CDSA

NAB 2019: Cybersecurity Summit Keynoter Points to New Threats

LAS VEGAS — For the opening keynote of the second-annual Cybersecurity & Content Protection Summit retired Rear Adm. David Simpson, U.S. Navy (and former chief of the Federal Communication Commission’s Public Safety and Homeland Security Bureau), posed a simple fact: if content is king, you need to protect it as such.

Advertisers are micro-targeting audiences, smart TVs are ubiquitous, real-time feedback is a reality, personalized content curation is expected, and audiences are now a direct part of the content experience. And the number of new technologies content companies need to take into account are numerous: ATSC 3.0, 5G, IoT, AI and more are arriving.

“The trajectory of what we’re going to see in the next few years is huge,” Simpson said. “Broadcast content will now be exposed to threat vectors from the surrounding ecosystem, and information sharing between industry verticals will grow in importance.”

He added that AI will bring predictive technologies to bear very quickly, bringing forth the next iteration of content advancement. First it was analog, then digital, now look to predictive tech as the next big thing for the industry, he said.

Simpson said to confront the new threats that come hand in hand with new technologies, media and entertainment companies need to have a common language from which to discuss cyber risk, understand their security gaps, have a bias when it comes to new technology, hire a diverse cyber defense team and cultivate cyber information sharing networks.

“Concern over copyrights won’t go away, and it’s coming under increasingly sophisticated attacks,” he said. “Trust is everything, and cyber adversaries understand that controlling perceptions can be the object.”

His presentation asserted that internet-connected media has become the ‘virtual public square,’ and that broadcasters are getting ready to re-assert their position as leaders in the space, and in doing so, need to be prepared for the cyber risk that comes with internet-dependent media already under assault.

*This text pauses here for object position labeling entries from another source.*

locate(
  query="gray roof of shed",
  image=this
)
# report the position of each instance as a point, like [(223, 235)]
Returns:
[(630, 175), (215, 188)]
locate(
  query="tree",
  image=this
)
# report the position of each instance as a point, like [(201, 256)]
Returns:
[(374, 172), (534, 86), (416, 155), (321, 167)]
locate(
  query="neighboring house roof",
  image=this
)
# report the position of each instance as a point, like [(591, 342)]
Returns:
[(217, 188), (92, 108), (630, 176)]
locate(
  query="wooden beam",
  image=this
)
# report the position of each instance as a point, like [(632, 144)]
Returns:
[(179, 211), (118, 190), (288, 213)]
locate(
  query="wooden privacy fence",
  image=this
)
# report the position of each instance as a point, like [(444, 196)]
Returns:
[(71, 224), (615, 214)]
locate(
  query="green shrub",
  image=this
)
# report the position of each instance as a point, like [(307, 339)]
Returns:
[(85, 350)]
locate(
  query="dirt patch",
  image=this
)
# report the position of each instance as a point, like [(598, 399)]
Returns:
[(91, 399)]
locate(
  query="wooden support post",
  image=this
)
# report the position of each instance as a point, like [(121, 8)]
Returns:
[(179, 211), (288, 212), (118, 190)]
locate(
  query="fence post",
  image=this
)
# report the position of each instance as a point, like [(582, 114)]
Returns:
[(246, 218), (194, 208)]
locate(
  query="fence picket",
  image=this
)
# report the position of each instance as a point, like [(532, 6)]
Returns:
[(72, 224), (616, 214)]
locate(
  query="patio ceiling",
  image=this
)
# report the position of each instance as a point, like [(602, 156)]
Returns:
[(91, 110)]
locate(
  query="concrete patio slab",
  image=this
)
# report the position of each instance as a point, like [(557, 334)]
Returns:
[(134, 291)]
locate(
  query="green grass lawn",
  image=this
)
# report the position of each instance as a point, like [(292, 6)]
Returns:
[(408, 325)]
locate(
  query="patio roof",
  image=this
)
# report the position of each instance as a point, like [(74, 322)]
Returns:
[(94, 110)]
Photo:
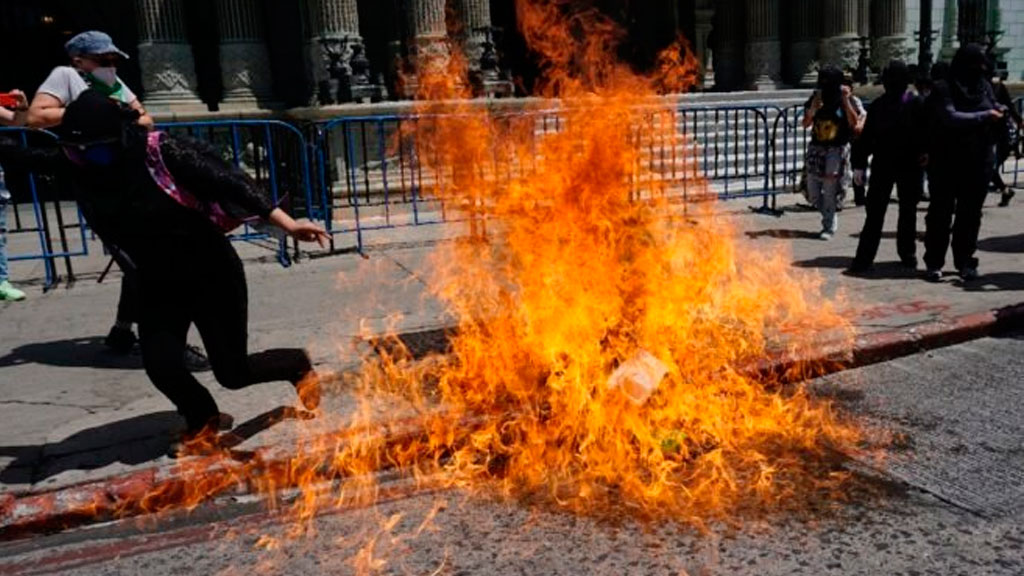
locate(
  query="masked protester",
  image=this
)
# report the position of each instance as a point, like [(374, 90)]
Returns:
[(94, 58), (965, 115), (893, 138), (1006, 138), (174, 201), (833, 120)]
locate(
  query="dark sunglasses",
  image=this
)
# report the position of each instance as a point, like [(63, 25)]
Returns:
[(95, 153), (103, 59)]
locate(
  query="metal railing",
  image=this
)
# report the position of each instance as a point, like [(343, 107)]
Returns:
[(42, 207), (358, 174)]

“Cybersecurity increasingly has become a team sport, and this is an interconnected, inter-dependent landscape going forward,” he added.

Co-produced by the NAB Show and the Content Delivery & Security Association (CDSA), the Content Protection & Cybersecurity Summit was presented by SafeStream by SHIFT, Akamai, IBM Security, Microsoft Azure, Convergent Risks, the Digital Watermarking Alliance, the Trusted Partner Network, and produced by the Media & Entertainment Services Alliance (MESA) and the Content Delivery & Security Association (CDSA), in cooperation with the NAB Show.